The sbt-1 mutants did not exhibit any attraction to carbon dioxide and their nictation was feeble, suggesting that the increase in neuropeptides is a critical requirement for C. elegans to truly enter the dauer survival mode and gain access to carrier-seeking behaviors.
"These animals are not just hibernating—they are actually triggered by their environments to rewire their own brains," says Shih.
One particular subset of neuropeptides that increases during the dauer stage is an evolutionarily ancient group called the FMRFamides. Many species of parasitic nematodes, which are responsible for disease in millions of people across the world, also contain FMRFamides.
"Parasitic nematodes only have one stage within their life cycle where they are truly infective and must find a host," says Lee. "During this stage, they don't feed, they shrink down, and they're very dauer-like. Thus, we're now interested if what we've learned about neuropeptides in C. elegans can be carried over into parasitic worms. Because the FMRFamide family seems to enable access to new, carrier-seeking behaviors in C. elegans, we think that studying FMRFamides may reveal strategies for disrupting the host-seeking behaviors of parasitic nematodes, and will shed light on how nervous systems can load up different functions and behaviors under different circumstances."
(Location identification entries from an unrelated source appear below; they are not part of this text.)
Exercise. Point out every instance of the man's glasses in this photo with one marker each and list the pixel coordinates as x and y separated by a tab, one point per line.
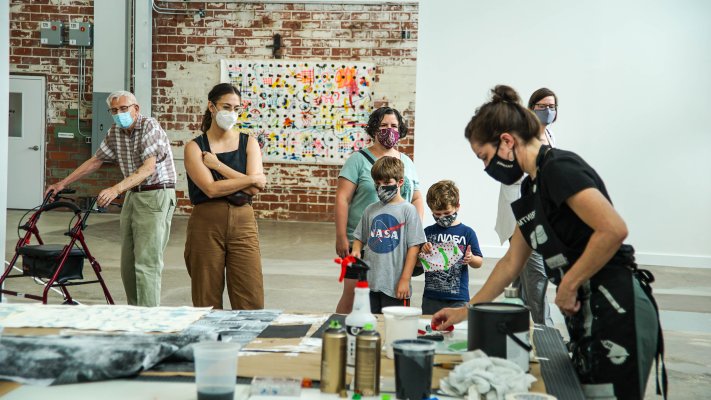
121	109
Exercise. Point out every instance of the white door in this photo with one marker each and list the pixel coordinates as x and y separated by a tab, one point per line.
26	143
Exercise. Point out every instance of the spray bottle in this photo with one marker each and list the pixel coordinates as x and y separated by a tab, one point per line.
361	315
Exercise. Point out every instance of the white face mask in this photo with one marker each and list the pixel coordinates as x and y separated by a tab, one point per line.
226	119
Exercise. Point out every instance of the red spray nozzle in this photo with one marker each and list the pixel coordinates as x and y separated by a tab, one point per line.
345	262
355	263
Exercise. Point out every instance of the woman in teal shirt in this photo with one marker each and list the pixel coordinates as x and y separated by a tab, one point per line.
356	189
The paper is titled "FMRFamide-like peptides expand the behavioral repertoire of a densely connected nervous system." In addition to Lee, Shih, Schaedel, and Sternberg, other co-authors are Caltech graduate students Porfirio Quintero-Cadena and Alicia Rogers. Funding was provided by the Howard Hughes Medical Institute and the National Institutes of Health.
Paul Sternberg is an affiliated faculty member of the Tianqiao and Chrissy Chen Institute for Neuroscience at Caltech.